Death From Above
3rd October 2021
Combining elements of the space and arms races of the Cold War, the drone race will be a flurry of innovation and acquisition efforts. Different, however, is the wide array of competitors. Arms transfers from rogue regimes make drone technology accessible to jihadists such as ISIS and Boko Haram, while the shrinking cost of production will catapult China into the lead. While the technology comes in all kinds of shapes and sizes—from the aptly named high-flying “Global Hawk” to compact suicide drones—winning the drone wars will likely come down to finding a common platform versatile enough to carry an array of weapons and surveillance capabilities.

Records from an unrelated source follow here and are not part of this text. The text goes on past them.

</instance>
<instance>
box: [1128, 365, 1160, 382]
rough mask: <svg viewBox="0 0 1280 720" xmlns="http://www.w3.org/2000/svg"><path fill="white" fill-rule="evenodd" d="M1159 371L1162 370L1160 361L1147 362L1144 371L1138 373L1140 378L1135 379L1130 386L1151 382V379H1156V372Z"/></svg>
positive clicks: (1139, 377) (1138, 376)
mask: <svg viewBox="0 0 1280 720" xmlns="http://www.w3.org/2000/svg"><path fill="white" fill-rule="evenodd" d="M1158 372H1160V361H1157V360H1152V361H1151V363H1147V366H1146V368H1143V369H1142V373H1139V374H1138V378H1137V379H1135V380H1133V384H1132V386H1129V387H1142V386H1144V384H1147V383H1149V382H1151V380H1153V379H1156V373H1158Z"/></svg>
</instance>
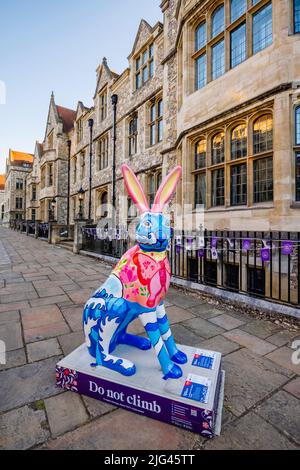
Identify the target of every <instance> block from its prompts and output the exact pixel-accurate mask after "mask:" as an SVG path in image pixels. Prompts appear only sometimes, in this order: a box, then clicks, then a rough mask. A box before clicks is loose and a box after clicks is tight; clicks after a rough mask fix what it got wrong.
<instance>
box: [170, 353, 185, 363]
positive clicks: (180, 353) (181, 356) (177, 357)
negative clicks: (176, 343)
mask: <svg viewBox="0 0 300 470" xmlns="http://www.w3.org/2000/svg"><path fill="white" fill-rule="evenodd" d="M172 361H174V362H176V364H186V363H187V361H188V359H187V355H186V354H185V353H184V352H182V351H177V353H176V354H174V356H173V357H172Z"/></svg>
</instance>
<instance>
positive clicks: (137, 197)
mask: <svg viewBox="0 0 300 470" xmlns="http://www.w3.org/2000/svg"><path fill="white" fill-rule="evenodd" d="M122 173H123V177H124V180H125V185H126V189H127V192H128V194H129V196H130V197H131V199H132V200H133V202H134V203H135V205H136V206H137V208H138V209H139V211H140V213H141V214H143V213H144V212H148V211H150V208H149V204H148V202H147V199H146V196H145V193H144V190H143V188H142V186H141V183H140V182H139V180H138V179H137V177H136V176H135V174H134V173H133V171H132V170H131V168H129V166H128V165H125V164H124V165H122Z"/></svg>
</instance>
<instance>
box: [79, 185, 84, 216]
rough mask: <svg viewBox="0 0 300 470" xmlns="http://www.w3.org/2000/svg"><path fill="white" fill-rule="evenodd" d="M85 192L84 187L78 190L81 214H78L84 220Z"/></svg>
mask: <svg viewBox="0 0 300 470" xmlns="http://www.w3.org/2000/svg"><path fill="white" fill-rule="evenodd" d="M84 194H85V191H84V189H82V187H81V188H80V189H79V191H78V199H79V214H78V218H79V220H83V204H82V203H83V199H84Z"/></svg>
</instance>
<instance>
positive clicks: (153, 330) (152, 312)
mask: <svg viewBox="0 0 300 470" xmlns="http://www.w3.org/2000/svg"><path fill="white" fill-rule="evenodd" d="M139 318H140V320H141V322H142V324H143V326H144V328H145V330H146V332H147V334H148V337H149V339H150V341H151V344H152V346H153V348H154V350H155V353H156V355H157V358H158V360H159V363H160V365H161V368H162V371H163V374H164V379H165V380H167V379H178V378H179V377H181V376H182V370H181V369H180V367H178V366H177V365H176V364H174V362H172V361H171V359H170V356H169V353H168V351H167V349H166V347H165V345H164V342H163V340H162V337H161V334H160V330H159V326H158V323H157V318H156V310H154V311H148V312H145V313H141V314H140V315H139Z"/></svg>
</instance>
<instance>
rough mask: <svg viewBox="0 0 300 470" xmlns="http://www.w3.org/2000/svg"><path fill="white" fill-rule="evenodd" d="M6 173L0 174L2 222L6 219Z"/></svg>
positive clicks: (0, 212)
mask: <svg viewBox="0 0 300 470" xmlns="http://www.w3.org/2000/svg"><path fill="white" fill-rule="evenodd" d="M4 197H5V175H0V224H3V221H4V212H5V206H4Z"/></svg>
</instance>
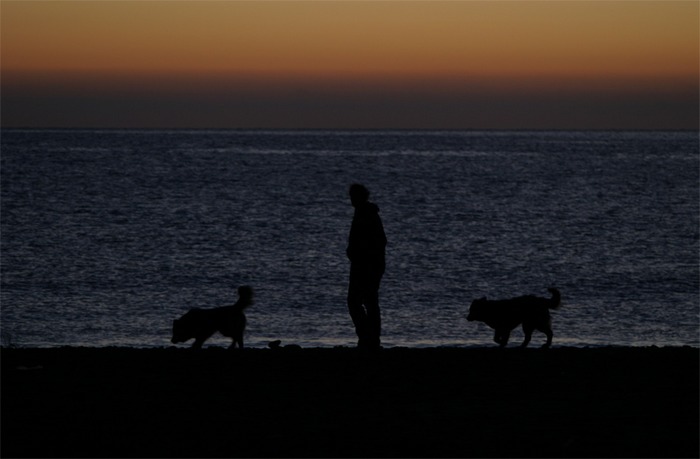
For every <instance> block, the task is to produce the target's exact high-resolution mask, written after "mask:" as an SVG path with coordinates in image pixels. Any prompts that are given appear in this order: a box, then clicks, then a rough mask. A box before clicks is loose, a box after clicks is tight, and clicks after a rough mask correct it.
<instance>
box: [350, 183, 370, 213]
mask: <svg viewBox="0 0 700 459" xmlns="http://www.w3.org/2000/svg"><path fill="white" fill-rule="evenodd" d="M368 199H369V190H368V189H367V188H365V186H364V185H360V184H359V183H353V184H352V185H350V202H352V205H353V207H357V206H358V205H360V204H362V203H365V202H367V200H368Z"/></svg>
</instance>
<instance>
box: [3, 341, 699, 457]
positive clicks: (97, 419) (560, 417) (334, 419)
mask: <svg viewBox="0 0 700 459" xmlns="http://www.w3.org/2000/svg"><path fill="white" fill-rule="evenodd" d="M0 356H1V359H0V360H1V363H2V373H1V375H2V386H1V389H2V410H1V416H2V418H1V421H2V423H1V424H0V426H1V428H2V432H1V433H2V438H1V440H2V441H1V443H0V445H1V446H0V453H1V454H2V456H3V457H698V453H699V446H698V445H699V444H700V438H699V437H700V434H699V433H698V432H699V422H698V421H699V414H700V409H699V408H698V406H699V405H700V403H699V400H698V398H699V397H698V388H699V387H698V369H699V366H700V350H699V349H698V348H694V347H659V348H657V347H644V348H642V347H601V348H567V347H561V348H558V347H555V348H552V349H549V350H540V349H522V350H521V349H517V348H508V349H505V350H502V349H498V348H495V347H489V348H403V347H396V348H388V349H384V350H382V351H380V352H377V353H363V352H360V351H358V350H357V349H354V348H304V349H296V348H286V349H279V350H271V349H259V348H256V349H245V350H243V351H240V350H230V351H229V350H226V349H223V348H218V347H211V348H205V349H203V350H200V351H193V350H190V349H183V348H174V347H171V348H114V347H107V348H83V347H60V348H2V349H1V350H0Z"/></svg>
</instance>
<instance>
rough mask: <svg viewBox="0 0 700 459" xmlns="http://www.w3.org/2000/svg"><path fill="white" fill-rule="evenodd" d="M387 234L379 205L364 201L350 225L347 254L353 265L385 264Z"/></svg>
mask: <svg viewBox="0 0 700 459" xmlns="http://www.w3.org/2000/svg"><path fill="white" fill-rule="evenodd" d="M385 248H386V235H385V234H384V226H383V225H382V219H381V218H380V217H379V207H378V206H377V205H376V204H374V203H372V202H369V201H367V202H364V203H362V204H360V205H358V206H357V207H356V208H355V215H354V217H353V219H352V225H351V226H350V236H349V238H348V248H347V256H348V258H349V259H350V262H351V263H352V264H353V265H365V264H368V265H381V266H384V252H385Z"/></svg>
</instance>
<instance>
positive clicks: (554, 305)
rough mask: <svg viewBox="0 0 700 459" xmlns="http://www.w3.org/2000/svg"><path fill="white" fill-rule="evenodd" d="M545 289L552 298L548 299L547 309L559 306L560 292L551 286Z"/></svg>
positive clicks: (553, 308) (560, 301)
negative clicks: (546, 288)
mask: <svg viewBox="0 0 700 459" xmlns="http://www.w3.org/2000/svg"><path fill="white" fill-rule="evenodd" d="M547 290H548V291H549V293H551V294H552V298H551V299H550V300H549V306H548V307H549V309H559V306H561V293H559V290H557V289H555V288H553V287H552V288H548V289H547Z"/></svg>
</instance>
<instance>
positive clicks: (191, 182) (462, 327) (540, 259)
mask: <svg viewBox="0 0 700 459" xmlns="http://www.w3.org/2000/svg"><path fill="white" fill-rule="evenodd" d="M1 141H2V144H1V146H2V150H1V161H2V163H1V169H0V173H1V179H2V180H1V186H2V196H1V199H2V200H1V219H0V222H1V233H0V235H1V238H2V240H1V243H2V245H1V249H2V253H1V258H0V269H1V271H0V272H1V280H2V285H1V290H0V311H1V322H0V324H1V328H2V335H3V341H4V344H5V345H8V344H12V345H18V346H61V345H73V346H111V345H119V346H136V347H152V346H168V345H169V338H170V328H171V321H172V320H173V319H174V318H176V317H178V316H179V315H181V314H183V313H184V312H186V311H187V309H188V308H192V307H215V306H222V305H226V304H231V303H233V302H234V301H235V299H236V294H235V289H236V287H237V286H239V285H241V284H250V285H251V286H253V287H254V288H255V289H256V292H257V303H256V304H255V305H254V306H253V307H252V308H251V309H249V310H248V313H247V315H248V321H249V326H248V329H247V336H246V337H247V342H248V344H249V345H250V346H253V347H264V346H265V345H266V344H267V342H268V341H270V340H274V339H281V340H282V341H283V343H285V344H290V343H297V344H301V345H302V346H336V345H354V343H355V341H356V338H355V336H354V329H353V327H352V324H351V321H350V318H349V316H348V314H347V311H346V305H345V295H346V287H347V275H348V268H349V266H348V262H347V260H346V258H345V245H346V241H347V234H348V231H349V227H350V221H351V219H352V214H353V209H352V207H351V206H350V203H349V199H348V197H347V189H348V186H349V185H350V183H352V182H361V183H364V184H365V185H367V187H368V188H369V189H370V190H371V192H372V197H371V199H372V200H373V201H374V202H376V203H377V204H378V205H379V207H380V209H381V214H380V215H381V216H382V218H383V221H384V226H385V229H386V233H387V237H388V239H389V245H388V249H387V272H386V275H385V277H384V281H383V284H382V289H381V304H382V308H383V309H382V314H383V343H384V345H385V346H396V345H400V346H492V345H494V344H493V343H492V342H491V338H492V332H491V330H490V329H489V328H488V327H486V326H485V325H483V324H479V323H470V322H467V321H466V319H465V316H466V312H467V309H468V307H469V304H470V303H471V301H472V300H473V299H474V298H479V297H482V296H488V297H489V298H494V299H496V298H507V297H513V296H518V295H523V294H537V295H541V296H548V293H547V291H546V288H547V287H550V286H556V287H558V288H559V289H560V290H561V292H562V297H563V307H562V308H561V309H560V310H559V311H556V312H555V313H554V319H553V322H554V332H555V337H554V344H555V346H556V345H566V346H599V345H632V346H642V345H644V346H646V345H658V346H663V345H692V346H698V344H699V342H698V340H699V326H700V318H699V297H698V291H699V285H698V284H699V278H700V276H699V272H698V254H699V242H698V241H699V239H698V230H699V221H698V220H699V215H700V209H699V202H700V199H699V183H700V177H699V173H700V165H699V160H700V154H699V152H698V134H697V132H456V131H446V132H423V131H396V132H384V131H377V132H352V131H111V130H107V131H92V130H89V131H88V130H86V131H80V130H57V131H41V130H3V131H2V137H1ZM521 339H522V333H521V332H520V331H516V332H514V333H513V338H512V342H513V344H512V345H516V344H517V343H518V342H519V340H521ZM540 342H544V336H543V335H541V334H537V332H536V334H535V336H534V338H533V343H532V344H531V345H539V344H540ZM210 344H213V345H228V340H227V339H224V338H221V337H216V338H215V339H212V340H211V341H210Z"/></svg>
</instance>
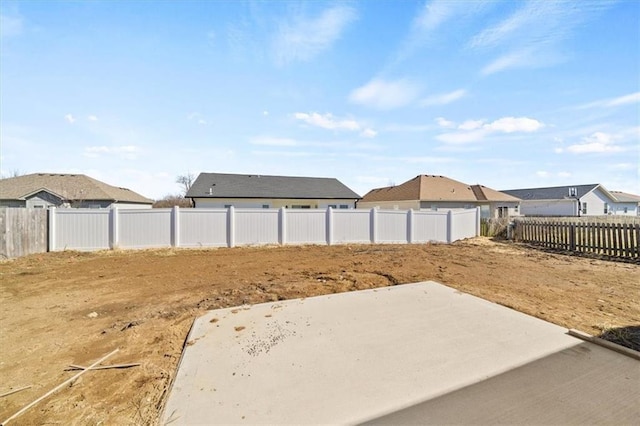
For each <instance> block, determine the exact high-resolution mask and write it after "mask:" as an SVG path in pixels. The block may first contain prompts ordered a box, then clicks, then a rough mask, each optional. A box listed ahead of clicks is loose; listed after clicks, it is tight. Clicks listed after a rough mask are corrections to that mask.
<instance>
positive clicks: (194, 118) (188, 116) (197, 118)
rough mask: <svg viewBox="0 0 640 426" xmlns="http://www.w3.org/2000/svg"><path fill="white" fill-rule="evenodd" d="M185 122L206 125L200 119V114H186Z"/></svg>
mask: <svg viewBox="0 0 640 426" xmlns="http://www.w3.org/2000/svg"><path fill="white" fill-rule="evenodd" d="M187 120H189V121H195V122H196V123H198V124H200V125H204V124H207V121H206V120H205V119H204V118H203V117H202V114H200V113H199V112H192V113H190V114H188V115H187Z"/></svg>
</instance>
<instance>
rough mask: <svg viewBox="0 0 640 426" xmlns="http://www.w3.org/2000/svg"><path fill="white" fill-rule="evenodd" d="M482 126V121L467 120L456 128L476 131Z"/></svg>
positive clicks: (462, 129)
mask: <svg viewBox="0 0 640 426" xmlns="http://www.w3.org/2000/svg"><path fill="white" fill-rule="evenodd" d="M483 125H484V120H467V121H465V122H464V123H462V124H461V125H459V126H458V129H460V130H476V129H479V128H481V127H482V126H483Z"/></svg>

As Frantzman reveals, the use of drones has gone beyond its deployment in the war on terror. A September 2019 attack on a Saudi oil field by Iranian drones revealed the lethal effectiveness of a “drone swarm,” in which hundreds of devices bomb a facility in unison and are difficult to strike down all t once. Future swarm attacks could be even more devastating with the inclusion of artificial intelligence technology, which better allows drones to communicate with each other. In their book 2034: A Novel of the Next World War, former NATO supreme allied commander James Stavridis and veteran Elliot Ackerman envision Chinese drones swarming U.S. ships in the South China Sea. That future may be closer than you think.